Between 2003 and 2010 Schink sought out various locations on both the northern and southern hemispheres and recorded the sun’s course for exactly one hour. Each site created a different characteristic image in which the sun’s path appears as a dark diagonal line. The naked eye is unable to perceive the sun’s movement or the rotation of the earth; only the camera’s eye, open for a specific length of time, can affix the trace of light on the analog black- and- white film.
In the series ‘1 h‘ Schink develops the representation of the landscape in experimental and nonetheless genuinely photographic ways. In precise experimental procedures simply titled according to the latitude and longitude, length of exposure, and date, the trace of light inscribes itself onto the image.

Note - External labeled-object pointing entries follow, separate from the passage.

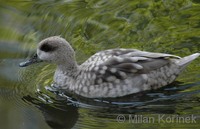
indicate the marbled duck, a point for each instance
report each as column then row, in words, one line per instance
column 109, row 73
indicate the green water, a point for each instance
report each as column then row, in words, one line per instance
column 167, row 26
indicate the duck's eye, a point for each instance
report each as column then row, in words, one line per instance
column 47, row 48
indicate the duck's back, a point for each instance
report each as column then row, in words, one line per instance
column 119, row 72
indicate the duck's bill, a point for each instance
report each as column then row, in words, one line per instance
column 33, row 60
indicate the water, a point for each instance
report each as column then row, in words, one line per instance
column 159, row 26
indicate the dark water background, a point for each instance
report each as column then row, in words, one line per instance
column 168, row 26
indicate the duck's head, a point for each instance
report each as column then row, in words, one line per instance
column 53, row 49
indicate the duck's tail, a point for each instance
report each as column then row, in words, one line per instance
column 183, row 62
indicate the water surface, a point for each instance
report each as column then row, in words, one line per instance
column 90, row 26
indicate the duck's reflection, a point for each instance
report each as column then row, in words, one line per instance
column 58, row 115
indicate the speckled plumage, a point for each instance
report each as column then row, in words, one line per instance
column 110, row 73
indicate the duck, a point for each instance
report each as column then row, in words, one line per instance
column 109, row 73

Schink alludes to American photographer Minor White’s photograph ‘Black Sun‘ from 1955, in which solarization was coincidentally produced, as well as the historical works of Hermann Krone, who captured the characteristic black bar of the sun’s path as early as 1888. Schink’s images recall the standards of objective, scientific documentation, travel photography, and the attempt to visually represent the invisible.

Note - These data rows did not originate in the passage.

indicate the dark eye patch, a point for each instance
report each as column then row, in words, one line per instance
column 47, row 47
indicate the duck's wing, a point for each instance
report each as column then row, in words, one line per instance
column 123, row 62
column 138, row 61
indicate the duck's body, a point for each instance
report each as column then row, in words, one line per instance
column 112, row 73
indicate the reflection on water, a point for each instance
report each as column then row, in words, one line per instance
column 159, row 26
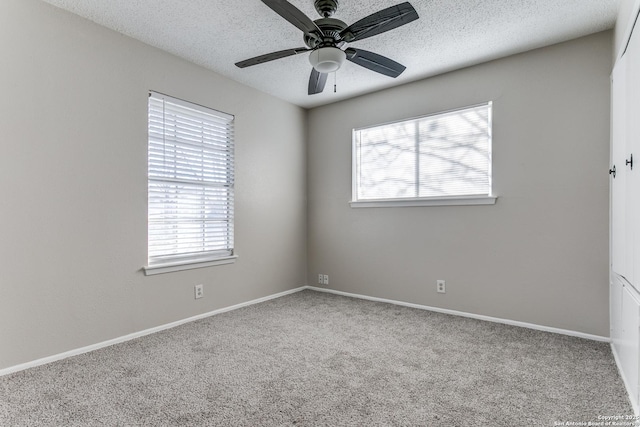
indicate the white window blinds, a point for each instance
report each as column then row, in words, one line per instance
column 442, row 155
column 191, row 179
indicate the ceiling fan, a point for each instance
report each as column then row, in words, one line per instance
column 326, row 36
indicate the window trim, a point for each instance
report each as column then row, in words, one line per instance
column 462, row 200
column 179, row 262
column 425, row 201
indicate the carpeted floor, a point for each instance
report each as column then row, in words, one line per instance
column 316, row 359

The positive reception of these aspects has led the artist into contemporary discussions of ‘Measuring the World‘ – after Daniel Kehlmann’s novel – in both the arts and in science. The works also take up the question of time, which seems simultaneously stopped and yet elapsing due to the long exposure. Schink also tackled the topic of the landscape as a space-time continuum in his earlier works, objectively documented, large-format color photographs. Hatje Cantz published a comprehensive book of the ‘1 h‘ series in 2010.